ファイザー製のワクチンでは、軽微な副反応として「腕などの痛み」「倦怠感」「発熱」といったものが報告されています。アメリカでは、痛みを感じた人が75%、倦怠感が50%、発熱が25%ほどということです。重大な副反応のアナフィラキシー反応は、新型コロナワクチンでは100万人のうち11.1人、インフルエンザワクチンでは100万人のうち1.3人に反応が出るということです。
(Q.安全性と、どう向き合えばいいのですか?)
岡田賢司理事長:「100%安全なワクチンは世界中どこにもないと思います。新型コロナにかかった時の重症度、ワクチンを打った時の有効性、ワクチンを打った時の症状、この3つのバランスで、ワクチンを打つかどうか決めて頂きたいと思います」
(Q.副反応としての発熱や倦怠感は、体でどんな事が起きていますか?)
岡田賢司理事長:「ワクチンは体にとって異物ですから、異物に対して体が免疫をつけるために、熱を出したり、だるかったりという症状が起こっているんだと思います」
(Q.どういった人はワクチン接種に気をつけるべきですか?)
岡田賢司理事長:「熱を出している人は、問診票で熱を測る欄があるので、そこで事前に分かると思います。妊婦さんに関しては、ハイリスクかどうかよく分からないのと、治験で妊婦さんをやっていないので、今回の優先接種の対象になっていないと思います。一番は、持病を持つ高齢者です。重症度が非常に高いと言われていますので、最優先に打って頂きたいと思います。過去のワクチンでアナフィラキシーなどの重篤な症状を起こしている人は、今回のワクチンは気を付ける必要があります。そうではなく、基礎疾患を持つ人は、事前にどんな病気を持っているということを申告して頂くことで、早めに打って頂くグループに入ると思います」
(Q.打つべきか迷っている人たちのためには、どんな仕組み・制度が必要ですか?)
岡田賢司理事長:「皆さん迷われていると思いますけども、世界中で起こっていること、国内で起こっていること、色んな情報を、国や学会などが集めて、正確な情報を包み隠さずに公開していくことが一番必要だと思います」
◇ワクチンで、日常生活はどう変わり、収束につながるのか。
(Q.世界で最も接種が進むイスラエルでは、60歳以上の80%が2回目の接種を受けていて、60歳以上の感染者が約45%減少、重症者も約29%減ったということです。日本でもこうした結果が期待できますか?)

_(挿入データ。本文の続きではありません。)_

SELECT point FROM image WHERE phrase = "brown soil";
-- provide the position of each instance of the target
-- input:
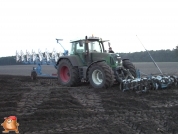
(43, 106)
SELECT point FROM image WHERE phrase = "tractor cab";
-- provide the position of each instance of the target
(89, 50)
(88, 45)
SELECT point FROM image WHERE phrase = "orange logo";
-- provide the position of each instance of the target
(10, 124)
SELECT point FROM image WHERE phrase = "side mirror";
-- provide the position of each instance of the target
(81, 43)
(109, 44)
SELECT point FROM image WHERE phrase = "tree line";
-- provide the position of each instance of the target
(143, 56)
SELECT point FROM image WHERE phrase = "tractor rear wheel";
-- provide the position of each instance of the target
(100, 75)
(129, 65)
(67, 74)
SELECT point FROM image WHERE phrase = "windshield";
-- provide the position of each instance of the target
(95, 46)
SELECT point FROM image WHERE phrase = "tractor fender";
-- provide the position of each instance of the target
(75, 61)
(92, 64)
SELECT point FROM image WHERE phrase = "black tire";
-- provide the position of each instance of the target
(33, 75)
(104, 71)
(67, 74)
(129, 65)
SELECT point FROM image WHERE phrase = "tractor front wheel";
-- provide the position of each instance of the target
(100, 75)
(33, 75)
(67, 74)
(129, 65)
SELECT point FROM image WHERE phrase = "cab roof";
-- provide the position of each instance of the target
(90, 39)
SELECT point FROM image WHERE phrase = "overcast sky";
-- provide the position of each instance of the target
(35, 24)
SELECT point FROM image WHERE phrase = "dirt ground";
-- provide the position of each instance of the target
(43, 107)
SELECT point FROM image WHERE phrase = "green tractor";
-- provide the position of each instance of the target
(89, 61)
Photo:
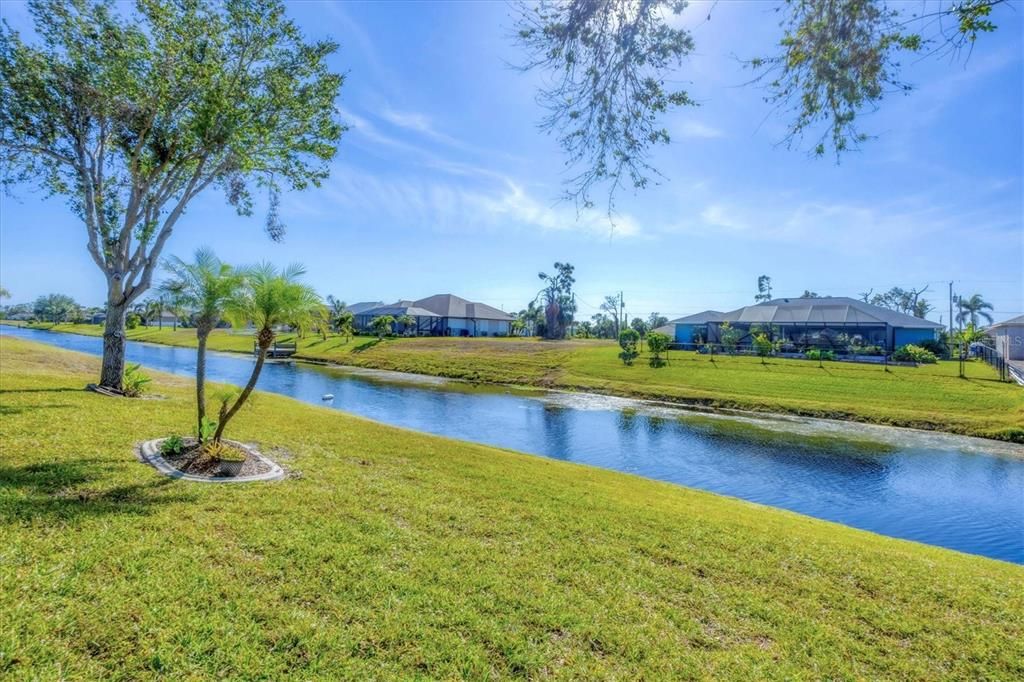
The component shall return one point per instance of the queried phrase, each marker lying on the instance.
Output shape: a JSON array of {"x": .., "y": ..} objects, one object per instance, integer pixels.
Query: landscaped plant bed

岡田賢司理事長:「これはとてもに有効なデータで、多くの人の参考になるデータだと思います。必ずしもワクチンだけではなく、ロックダウンなどが効いているかもしれませんが、イスラエルでは多くの人がワクチンを接種すると有効だというデータが出てきていると思います」
(Q.日本では集団免疫を獲得できるのは、いつ頃できるになりますか?)
岡田賢司理事長:「ワクチンで集団免疫をつけようという考え方ですので、多くの人にワクチンを打って頂いて、免疫を持って頂くことで、日本全体で獲得できると思います」
(Q.ワクチン接種が始まれば、マスクをして三密を避ける生活を少し変えてもいいですか?)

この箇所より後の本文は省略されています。